ALTER SCHEMA ... RENAME TO ... is not supported.

Create a table

Every Kudu table requires columns with data types, a primary key, and partition information. Column encoding and compression are optional.

CREATE TABLE user_events (
  user_id int WITH (primary_key = true),
  event_name varchar WITH (primary_key = true),
  message varchar,
  details varchar WITH (nullable = true, encoding = 'plain')
) WITH (
  partition_by_hash_columns = ARRAY['user_id'],
  partition_by_hash_buckets = 5,
  number_of_replicas = 3
);

In this example:

  • user_id and event_name are primary key columns.

  • The table is hash-partitioned on user_id into 5 buckets.

  • number_of_replicas is set to 3, which controls the number of tablet replicas.

Key rules when creating a table:

  • Primary key columns must be listed before all other columns.

  • Only primary key columns can serve as partition key columns.

  • number_of_replicas is optional and must be an odd number. If omitted, the Kudu master's default replication factor applies.

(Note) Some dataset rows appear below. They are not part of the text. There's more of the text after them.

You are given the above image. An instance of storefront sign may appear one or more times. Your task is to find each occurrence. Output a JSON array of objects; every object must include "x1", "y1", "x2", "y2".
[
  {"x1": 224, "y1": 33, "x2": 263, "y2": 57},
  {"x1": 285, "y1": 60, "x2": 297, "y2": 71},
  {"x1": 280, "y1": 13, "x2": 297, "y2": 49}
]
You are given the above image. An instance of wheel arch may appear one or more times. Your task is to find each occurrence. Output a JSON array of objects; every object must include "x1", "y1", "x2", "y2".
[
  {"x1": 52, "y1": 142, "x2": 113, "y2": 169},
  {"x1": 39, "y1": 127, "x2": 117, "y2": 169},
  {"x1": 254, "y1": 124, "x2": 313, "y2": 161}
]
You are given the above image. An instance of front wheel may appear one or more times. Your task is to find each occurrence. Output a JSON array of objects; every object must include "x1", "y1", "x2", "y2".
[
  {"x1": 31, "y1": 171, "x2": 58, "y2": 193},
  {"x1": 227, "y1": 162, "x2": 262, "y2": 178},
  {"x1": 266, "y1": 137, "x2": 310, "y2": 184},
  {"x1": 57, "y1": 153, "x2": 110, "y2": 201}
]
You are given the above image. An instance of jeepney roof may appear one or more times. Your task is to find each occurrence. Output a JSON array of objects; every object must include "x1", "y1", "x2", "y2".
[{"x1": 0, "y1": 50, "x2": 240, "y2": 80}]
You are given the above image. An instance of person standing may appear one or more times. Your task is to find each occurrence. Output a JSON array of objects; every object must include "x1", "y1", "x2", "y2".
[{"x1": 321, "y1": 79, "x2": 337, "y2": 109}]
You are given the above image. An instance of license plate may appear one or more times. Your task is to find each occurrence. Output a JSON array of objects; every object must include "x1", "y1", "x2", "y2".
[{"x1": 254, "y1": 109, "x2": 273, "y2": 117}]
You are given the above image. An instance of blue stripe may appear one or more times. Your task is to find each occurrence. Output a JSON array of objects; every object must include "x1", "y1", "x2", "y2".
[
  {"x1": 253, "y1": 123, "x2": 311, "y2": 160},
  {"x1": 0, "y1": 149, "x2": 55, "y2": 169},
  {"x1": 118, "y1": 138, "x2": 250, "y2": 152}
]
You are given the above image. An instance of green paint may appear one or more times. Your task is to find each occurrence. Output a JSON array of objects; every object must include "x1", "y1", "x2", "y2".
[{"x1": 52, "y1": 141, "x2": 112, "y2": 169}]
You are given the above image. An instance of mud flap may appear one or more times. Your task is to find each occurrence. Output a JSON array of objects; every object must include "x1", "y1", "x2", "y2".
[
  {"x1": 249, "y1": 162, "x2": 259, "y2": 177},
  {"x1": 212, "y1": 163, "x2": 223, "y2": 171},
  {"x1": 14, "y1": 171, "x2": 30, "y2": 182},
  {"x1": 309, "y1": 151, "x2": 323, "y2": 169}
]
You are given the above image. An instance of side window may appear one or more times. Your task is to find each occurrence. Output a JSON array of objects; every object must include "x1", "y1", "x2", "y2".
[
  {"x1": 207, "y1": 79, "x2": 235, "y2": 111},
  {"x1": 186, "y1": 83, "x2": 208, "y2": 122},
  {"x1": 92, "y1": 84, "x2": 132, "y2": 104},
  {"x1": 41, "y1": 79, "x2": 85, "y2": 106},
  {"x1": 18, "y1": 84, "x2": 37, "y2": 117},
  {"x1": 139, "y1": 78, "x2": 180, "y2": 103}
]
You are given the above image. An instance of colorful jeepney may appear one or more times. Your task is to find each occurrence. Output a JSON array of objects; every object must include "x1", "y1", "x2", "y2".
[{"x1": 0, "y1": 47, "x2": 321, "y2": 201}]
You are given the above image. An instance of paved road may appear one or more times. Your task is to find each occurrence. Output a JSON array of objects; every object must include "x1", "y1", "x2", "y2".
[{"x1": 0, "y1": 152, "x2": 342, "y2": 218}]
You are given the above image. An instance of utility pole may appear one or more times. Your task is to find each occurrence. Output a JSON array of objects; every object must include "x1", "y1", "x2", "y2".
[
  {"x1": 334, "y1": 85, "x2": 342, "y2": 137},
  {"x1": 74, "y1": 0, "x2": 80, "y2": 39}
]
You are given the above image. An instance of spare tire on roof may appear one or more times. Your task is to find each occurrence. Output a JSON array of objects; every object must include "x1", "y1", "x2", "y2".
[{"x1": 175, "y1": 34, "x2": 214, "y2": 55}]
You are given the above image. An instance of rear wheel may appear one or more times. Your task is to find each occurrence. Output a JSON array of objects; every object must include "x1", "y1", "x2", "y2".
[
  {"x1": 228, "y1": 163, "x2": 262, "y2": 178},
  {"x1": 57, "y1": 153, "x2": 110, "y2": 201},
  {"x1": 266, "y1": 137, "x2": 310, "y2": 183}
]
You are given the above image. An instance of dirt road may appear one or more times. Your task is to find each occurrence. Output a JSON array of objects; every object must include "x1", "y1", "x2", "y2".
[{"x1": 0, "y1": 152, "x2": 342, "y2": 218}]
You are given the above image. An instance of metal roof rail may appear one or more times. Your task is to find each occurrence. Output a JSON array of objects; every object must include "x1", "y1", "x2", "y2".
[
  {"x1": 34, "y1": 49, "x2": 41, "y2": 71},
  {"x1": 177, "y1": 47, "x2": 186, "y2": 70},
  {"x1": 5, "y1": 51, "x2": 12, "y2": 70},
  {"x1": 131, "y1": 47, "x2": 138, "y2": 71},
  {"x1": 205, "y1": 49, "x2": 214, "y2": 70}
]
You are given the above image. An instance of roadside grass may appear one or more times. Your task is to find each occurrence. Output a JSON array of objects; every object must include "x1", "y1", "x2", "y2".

  • A table must have at least one hash or range partition. A table can have multiple hash partitions but only one range partition.

Column properties

Specify column properties in the WITH clause:

Column propertyData typeDescription
primary_keyBOOLEANMarks the column as a primary key. Kudu enforces uniqueness on primary keys; inserting a row with a duplicate primary key updates the existing row. See Primary Key Design.
nullableBOOLEANAllows the column to contain null values. Primary key columns cannot be nullable.
encodingVARCHARColumn encoding format. Defaults to Kudu's type-based encoding. Valid values: auto, plain, bitshuffle, runlength, prefix, dictionary, group_varint. See Column Encoding.
compressionVARCHARColumn compression format. Defaults to Kudu's default compression. Valid values: default, no, lz4, snappy, zlib. See Column compression.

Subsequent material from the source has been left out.